Andy Hart, planteria manager, Almondsbury Garden Centre, Somerset
“We sell Calendula from April until October, both in our herbaceous A-Z cate-gory and as a herb.
“Pot marigold is a good old English flower and so we get a lot of interest in it from that point of view.
“It’s important to give them space and put a good number on display. While they are in pots we have to keep a close eye on them. Too little watering and they crisp up quickly. Too much and they rot. It’s a matter of finding a happy medium.
“Once in the ground they’re fine and, although they like sun, they can take a little shade.”
Species and cultivars
• C. arvensis is a new plant, ideal for coastal and drought-stricken areas. The orange to brown blooms are larger than most and are set against slightly white-green foliage. Once established in milder areas it behaves as a perennial.
• C. officinalis Fiesta Gitana Group Award of Garden Merit is a compact dwarf variety of about 30cm. It features yellow to orange flowers and a neat habit, making it an ideal bedding or large container plant.
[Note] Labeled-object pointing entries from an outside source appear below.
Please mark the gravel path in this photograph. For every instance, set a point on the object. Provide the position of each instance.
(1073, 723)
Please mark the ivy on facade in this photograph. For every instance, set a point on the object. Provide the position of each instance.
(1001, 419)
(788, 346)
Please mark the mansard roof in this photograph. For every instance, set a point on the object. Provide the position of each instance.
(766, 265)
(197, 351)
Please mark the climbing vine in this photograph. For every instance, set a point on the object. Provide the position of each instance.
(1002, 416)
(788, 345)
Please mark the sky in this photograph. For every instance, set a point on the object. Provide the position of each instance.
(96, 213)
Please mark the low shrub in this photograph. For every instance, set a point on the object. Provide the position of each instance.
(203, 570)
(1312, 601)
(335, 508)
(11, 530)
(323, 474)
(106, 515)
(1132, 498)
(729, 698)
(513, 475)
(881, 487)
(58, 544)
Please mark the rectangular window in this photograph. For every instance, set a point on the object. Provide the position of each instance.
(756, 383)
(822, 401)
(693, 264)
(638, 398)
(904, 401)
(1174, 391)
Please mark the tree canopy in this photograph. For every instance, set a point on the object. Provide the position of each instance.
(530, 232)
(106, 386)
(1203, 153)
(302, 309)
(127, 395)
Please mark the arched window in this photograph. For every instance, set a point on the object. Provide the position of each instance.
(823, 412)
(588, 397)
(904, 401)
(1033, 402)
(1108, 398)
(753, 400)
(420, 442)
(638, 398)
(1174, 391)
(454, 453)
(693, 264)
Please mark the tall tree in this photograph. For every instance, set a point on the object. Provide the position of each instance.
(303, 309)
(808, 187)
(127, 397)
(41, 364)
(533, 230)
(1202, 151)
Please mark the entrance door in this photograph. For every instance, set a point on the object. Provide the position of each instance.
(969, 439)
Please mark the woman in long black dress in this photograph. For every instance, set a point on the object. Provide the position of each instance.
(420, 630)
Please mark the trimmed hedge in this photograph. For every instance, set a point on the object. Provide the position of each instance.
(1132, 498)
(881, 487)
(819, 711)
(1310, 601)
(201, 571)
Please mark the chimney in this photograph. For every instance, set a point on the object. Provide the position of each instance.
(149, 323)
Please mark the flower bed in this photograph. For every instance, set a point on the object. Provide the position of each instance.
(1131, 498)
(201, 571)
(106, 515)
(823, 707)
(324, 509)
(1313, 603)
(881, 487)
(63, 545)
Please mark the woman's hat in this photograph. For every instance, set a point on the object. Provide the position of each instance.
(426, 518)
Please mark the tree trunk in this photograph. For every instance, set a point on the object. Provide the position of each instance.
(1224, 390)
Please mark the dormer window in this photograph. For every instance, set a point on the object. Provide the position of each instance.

• C. officinalis ‘Orange King’ has a high resistance to mildew and double flowers.
• C. officinalis Pacific Beauty Series is another great cut flower, with plants growing up to 60cm in height and a mix of neat yellow or orange flowers, some with brown centres.
• C. officinalis ‘Lemon Queen’ carries chunky pale yellow flowers up to 45cm.
• C. officinalis ‘Porcupine’ is a newish plant with stunning spiky, orange petals.
• C. officinalis Prince Series ‘Indian Prince’ produces flowers with dark orange to red petals, and is great for cutting as it grows to about 75cm tall.
• C. ‘Wintersun’ is able to over-winter, just as the name implies. Its bushy habit and compact yellow flowers look great from late autumn to early spring, making it a good filler for window boxes. It needs to be sown in July to August.